Here are the top news stories in talent & organization from this week.

How to comply with equal pay laws

New York state’s broadened equal pay laws will go into effect on Oct. 8, making it the latest jurisdiction in the U.S. to do so. Similar state efforts will also go into effect later this month in Alabama, Maine and Illinois. New York’s new law will require equal pay for “substantially similar work,” not just “equal work,” making it illegal for employers to base compensation packages on a job title. It also broadens the list of protected classes to include not just gender, but also gender identity and expression, race, sexual orientation, marital status, age and others. Alonzo Martinez has several suggestions for employers to comply with the new laws: 1. Decide whether to comply with the laws in the jurisdictions with laws in effect or pick a holistic approach. 2. Make sure the third-party vendors you use abide by the laws. 3. Circulate information to all managers involved in hiring and salary decisions. 4. Complete a pay analysis and fix any discrepancies. “Lawmakers are embracing pay equity, and that means employers must get on board if they haven’t already,” he writes in Forbes. “Now’s the time to tailor your own workplace policies and practices to ensure that all workers earn a fair and equitable wage based on their work product and skill, and nothing else.”

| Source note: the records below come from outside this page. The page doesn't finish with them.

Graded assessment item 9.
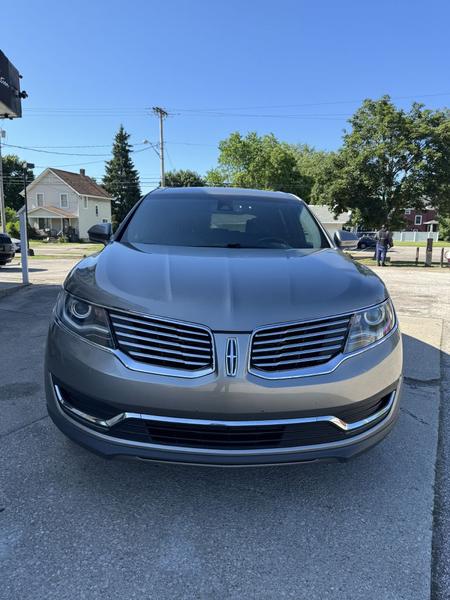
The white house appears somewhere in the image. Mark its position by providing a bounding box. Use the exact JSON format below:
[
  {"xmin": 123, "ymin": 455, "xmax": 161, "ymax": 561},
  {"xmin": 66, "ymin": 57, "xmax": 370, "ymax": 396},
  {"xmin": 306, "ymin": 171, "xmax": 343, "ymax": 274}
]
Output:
[
  {"xmin": 19, "ymin": 168, "xmax": 112, "ymax": 240},
  {"xmin": 309, "ymin": 204, "xmax": 351, "ymax": 236}
]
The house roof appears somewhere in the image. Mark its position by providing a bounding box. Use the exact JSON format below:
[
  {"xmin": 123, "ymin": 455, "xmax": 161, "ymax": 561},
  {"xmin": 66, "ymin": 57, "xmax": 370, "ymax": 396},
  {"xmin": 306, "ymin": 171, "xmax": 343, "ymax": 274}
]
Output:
[
  {"xmin": 17, "ymin": 206, "xmax": 78, "ymax": 219},
  {"xmin": 309, "ymin": 204, "xmax": 350, "ymax": 225},
  {"xmin": 50, "ymin": 167, "xmax": 112, "ymax": 199}
]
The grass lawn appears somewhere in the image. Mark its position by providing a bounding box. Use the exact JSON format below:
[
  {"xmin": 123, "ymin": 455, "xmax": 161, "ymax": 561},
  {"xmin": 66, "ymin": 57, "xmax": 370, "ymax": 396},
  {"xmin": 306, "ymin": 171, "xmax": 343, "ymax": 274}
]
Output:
[
  {"xmin": 28, "ymin": 252, "xmax": 92, "ymax": 260},
  {"xmin": 394, "ymin": 242, "xmax": 450, "ymax": 248},
  {"xmin": 352, "ymin": 254, "xmax": 448, "ymax": 273}
]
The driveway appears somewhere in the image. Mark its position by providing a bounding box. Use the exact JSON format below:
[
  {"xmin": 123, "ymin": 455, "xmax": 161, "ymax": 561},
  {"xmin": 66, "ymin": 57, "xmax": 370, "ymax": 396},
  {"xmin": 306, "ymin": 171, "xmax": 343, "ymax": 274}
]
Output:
[{"xmin": 0, "ymin": 269, "xmax": 450, "ymax": 600}]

Go beyond hiring with diversity

In order to tap diversity’s full benefits, companies need to look beyond hiring and expand it into all aspects of business, argues Robert Glazer. “If you value different backgrounds and perspectives in your own organization and have seen these benefits, the natural step is to work with vendors who have the same hiring philosophy,” he writes in this Inc. blog post. “Not only are your values aligned, but you’ll also get better results from vital partners.” Glazer recommends rethinking procurement strategies for vendors, broadening the customer base, and focusing on mentorship programs. “If we want to make strides in diversity, both leaders and companies will need to look beyond their own four walls,” he writes. “Until then, vendors will serve up the same ideas, mentorships will be less mutually beneficial, and businesses will be worse off as a result.”

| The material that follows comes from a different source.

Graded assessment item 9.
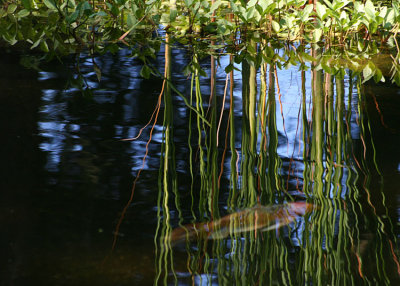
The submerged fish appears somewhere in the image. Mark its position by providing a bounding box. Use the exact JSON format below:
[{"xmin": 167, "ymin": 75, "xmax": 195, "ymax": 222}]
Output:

America’s top CEOs call for better corporate citizenship

Earlier in August, the lobbying group Business Roundtable made a call to its members to “share a fundamental commitment to all of our stakeholders,” while pledging “to deliver value to all of them, for the future success of our companies, our communities and our country.” The group specifically mentioned investing in employees by compensating them fairly and providing important benefits, and offering more training opportunities for them to develop new skills for a rapidly changing world. “It is, without a question, a huge deal,” Rick Wartzman notes in Fast Company. “The pressure for business to put an end to shareholder primacy has been building from a variety of quarters. Younger workers, in particular, are looking for employers that have a loftier purpose than merely maximizing their profits.” Wartzman admits the Roundtable’s new agenda will not be easy to achieve, but claims it is worth the effort. “The words of the Roundtable—a Who’s Who of those at the helm of the largest U.S. corporations, from Abbott to Zebra Technologies—matter a lot. In the end, though, it is the actions of Roundtable members that will matter the most,” he concludes.

What HR can do to deal with the effects of Hurricane Dorian

Considering the risks that major storms such as Hurricane Dorian present to life and property, HR has a key role to play in helping organizations prepare for and cope with the aftermath, claims Andrew McIlvaine. He notes Walmart’s example, in which the company has established ways to update contact information, offer employees work in other locations, and provide licensed counselors at no charge to them. “HR should also be ready to help their companies avoid public-relations disasters,” McIlvaine writes in HR Executive. “During Hurricane Irma last year, some Florida residents complained of being coerced by their employers to report to work regardless of the storm or else be fired.”